Postgres Index Cost-Benefit Analysis Using the Cumulative Statistics System

Index Overhead

Postgres MVCC mechanism creates a new tuple version when a row is updated. This means that tuple updates, barring hot updates, have an amplifying effect on write load in addition to inserts and deletes, because all indexes that contain a pointer to the old tuple version must also get updated.

Updates impose another insidious cost on query performance: index-only scans lose efficiency. If a table’s visibility map is stale due to heavy update volume, then index-only scans must fetch heap pages to confirm tuple visibility, nullifying the benefits of the index-only scan.

Then, there is WAL logging. To support physical replication, index changes have to be individually tracked in the WAL file along with the heap change if WAL logging is enabled. This is another cost overhead that requires careful consideration of index use.

Consequently, a single tuple operation has the potential to turn into multiple write operations depending on just table indexing choices, everything else being equal. The proper implementation of indexes is, therefore, a critical concern to prevent unnecessary write amplification and ensure database performance.

Cost-Benefit Analysis

Given this overhead, measuring and analysis of index utilization is crucial. This can be achieved by performing a cost-benefit analysis. In this context, this would involve:

Leveraging the built-in Cumulative Statistics System for collecting operational data on tables and indexes
Costing index utilization across various categories
Reporting these costs in a normalized format that allows for monitoring, trending, and comparison

The Cumulative Statistics System

Postgres provides data about service activity through its Cumulative Statistics System. This system is composed of multiple views that expose internal statistics for analysis. For our analysis, there are four views that we are interested in:

pg_stat_user_tables
pg_statio_user_tables
pg_stat_user_indexes
pg_statio_user_indexes

Before we employ these statistics, however, we have to understand what they mean. This is important as the information that is conveyed depends on the context.

Postgres aggregates tuple stats internally using two counters: tuples_returned and tuples_fetched. These two counters aggregate different types of stats based on context. For tables, tuples_returned is the number of heap tuples returned by sequential scans, while tuples_fetched is the number of heap tuples returned by bitmap index scans. For indexes, tuples_returned is the number index tuples returned, while tuples_fetched is the number of heap tuples returned by simple index scans.
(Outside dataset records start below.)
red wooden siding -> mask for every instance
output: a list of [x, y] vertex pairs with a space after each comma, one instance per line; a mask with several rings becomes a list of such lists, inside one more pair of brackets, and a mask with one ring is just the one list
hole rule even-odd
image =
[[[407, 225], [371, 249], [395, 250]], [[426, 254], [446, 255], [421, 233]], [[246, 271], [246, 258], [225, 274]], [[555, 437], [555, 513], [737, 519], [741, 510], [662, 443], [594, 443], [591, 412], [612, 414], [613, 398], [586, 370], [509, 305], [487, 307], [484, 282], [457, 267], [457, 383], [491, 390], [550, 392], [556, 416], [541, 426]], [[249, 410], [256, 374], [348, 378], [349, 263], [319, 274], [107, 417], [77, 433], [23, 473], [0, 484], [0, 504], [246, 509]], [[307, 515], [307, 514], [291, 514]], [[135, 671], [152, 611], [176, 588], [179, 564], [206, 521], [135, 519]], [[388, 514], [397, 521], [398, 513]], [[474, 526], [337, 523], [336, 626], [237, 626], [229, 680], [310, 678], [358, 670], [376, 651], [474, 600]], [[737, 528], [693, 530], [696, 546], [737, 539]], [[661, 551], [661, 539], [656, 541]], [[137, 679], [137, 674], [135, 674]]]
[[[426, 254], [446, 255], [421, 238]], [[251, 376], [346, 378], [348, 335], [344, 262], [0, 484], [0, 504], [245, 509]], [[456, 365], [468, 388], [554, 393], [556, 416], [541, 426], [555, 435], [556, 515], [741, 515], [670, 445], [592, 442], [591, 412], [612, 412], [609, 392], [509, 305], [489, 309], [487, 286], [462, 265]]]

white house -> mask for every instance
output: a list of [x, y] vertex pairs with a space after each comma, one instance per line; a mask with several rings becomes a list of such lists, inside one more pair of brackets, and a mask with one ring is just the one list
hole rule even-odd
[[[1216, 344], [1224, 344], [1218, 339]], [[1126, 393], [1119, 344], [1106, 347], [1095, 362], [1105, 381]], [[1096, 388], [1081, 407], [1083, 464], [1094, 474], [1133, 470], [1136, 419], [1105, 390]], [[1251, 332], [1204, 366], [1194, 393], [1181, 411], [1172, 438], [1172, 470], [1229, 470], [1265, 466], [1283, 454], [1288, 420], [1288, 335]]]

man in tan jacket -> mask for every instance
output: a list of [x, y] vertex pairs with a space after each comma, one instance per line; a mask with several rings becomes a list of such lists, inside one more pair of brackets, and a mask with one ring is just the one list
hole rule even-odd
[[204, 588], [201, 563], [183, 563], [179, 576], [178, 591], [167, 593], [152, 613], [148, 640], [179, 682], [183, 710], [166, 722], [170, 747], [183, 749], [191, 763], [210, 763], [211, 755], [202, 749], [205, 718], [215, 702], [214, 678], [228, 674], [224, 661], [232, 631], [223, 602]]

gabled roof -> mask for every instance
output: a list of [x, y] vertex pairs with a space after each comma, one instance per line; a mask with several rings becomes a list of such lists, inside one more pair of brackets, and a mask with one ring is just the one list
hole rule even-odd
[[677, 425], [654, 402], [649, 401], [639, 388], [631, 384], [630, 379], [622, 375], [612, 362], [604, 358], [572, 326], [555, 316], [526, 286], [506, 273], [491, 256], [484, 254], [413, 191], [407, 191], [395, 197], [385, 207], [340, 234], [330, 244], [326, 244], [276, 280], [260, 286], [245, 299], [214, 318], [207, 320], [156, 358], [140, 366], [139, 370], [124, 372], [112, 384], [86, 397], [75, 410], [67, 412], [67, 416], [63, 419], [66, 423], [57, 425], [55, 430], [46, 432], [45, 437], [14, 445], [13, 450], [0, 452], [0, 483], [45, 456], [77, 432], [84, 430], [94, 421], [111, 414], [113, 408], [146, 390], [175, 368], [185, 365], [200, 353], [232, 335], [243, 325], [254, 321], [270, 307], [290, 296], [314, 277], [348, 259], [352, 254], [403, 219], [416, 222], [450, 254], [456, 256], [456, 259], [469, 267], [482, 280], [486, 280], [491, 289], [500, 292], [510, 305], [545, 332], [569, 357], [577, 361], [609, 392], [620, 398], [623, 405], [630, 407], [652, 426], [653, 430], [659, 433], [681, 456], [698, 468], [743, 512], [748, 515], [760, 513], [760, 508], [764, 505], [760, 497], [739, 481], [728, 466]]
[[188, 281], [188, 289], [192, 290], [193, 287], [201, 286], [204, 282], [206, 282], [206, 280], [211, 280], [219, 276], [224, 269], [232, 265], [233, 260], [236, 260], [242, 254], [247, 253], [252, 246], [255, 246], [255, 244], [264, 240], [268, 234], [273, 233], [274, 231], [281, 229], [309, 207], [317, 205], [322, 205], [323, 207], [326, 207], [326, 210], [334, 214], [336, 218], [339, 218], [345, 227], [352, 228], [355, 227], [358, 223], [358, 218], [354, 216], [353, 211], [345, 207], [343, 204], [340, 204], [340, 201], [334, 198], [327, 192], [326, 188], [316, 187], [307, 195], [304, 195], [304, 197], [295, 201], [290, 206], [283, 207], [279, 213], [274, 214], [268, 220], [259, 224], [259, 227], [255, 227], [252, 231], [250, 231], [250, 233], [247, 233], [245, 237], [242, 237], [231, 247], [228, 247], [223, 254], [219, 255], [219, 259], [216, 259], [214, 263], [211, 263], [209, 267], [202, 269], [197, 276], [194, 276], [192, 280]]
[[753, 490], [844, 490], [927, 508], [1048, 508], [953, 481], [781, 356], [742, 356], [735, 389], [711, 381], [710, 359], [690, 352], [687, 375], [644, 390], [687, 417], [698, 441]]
Here is a tabular representation of the above explanation:

+---------+---------------------------+----------------------------------+
| Context | tuples_returned           | tuples_fetched                   |
+---------+---------------------------+----------------------------------+
| table   | Heap tuples returned by   | Heap tuples returned by          |
|         | sequential scans          | bitmap index scans               |
+---------+---------------------------+----------------------------------+
| index   | Index tuples returned     | Heap tuples returned by          |
|         |                           | simple index scans               |
+---------+---------------------------+----------------------------------+

Note the distinction between index tuples and heap tuples. We can now explain the actual statistics that are based on these counters.

In the pg_stat_user_tables view, seq_tup_read column displays the number of heap tuples accessed by sequential scans:

seq_tup_read = table.tuples_returned

On the other hand, idx_tup_fetch column in the same view aggregates all heap tuple accesses through index scans of the table as such:

idx_tup_fetch = table.tuples_fetched + sum(index.tuples_fetched)

In the pg_stat_user_indexes view, idx_tup_read column displays the number of index tuples accessed:

idx_tup_read = index.tuples_returned

And idx_tup_fetched aggregates heap tuples accesses by simple index scans:

idx_tup_fetched = index.tuples_fetched

For the sake of completeness, I should also explain a few additional columns of interest in the pg_statio_user_tables and pg_statio_user_indexes views. Similar to tuple statistics, there are two internal Postgres counters that track block statistics: blocks_fetched and blocks_hit. These two counters are then leveraged in the aforementioned views as part of block stats which encode information about Postgres’ cache (i.e. shared_buffers) performance.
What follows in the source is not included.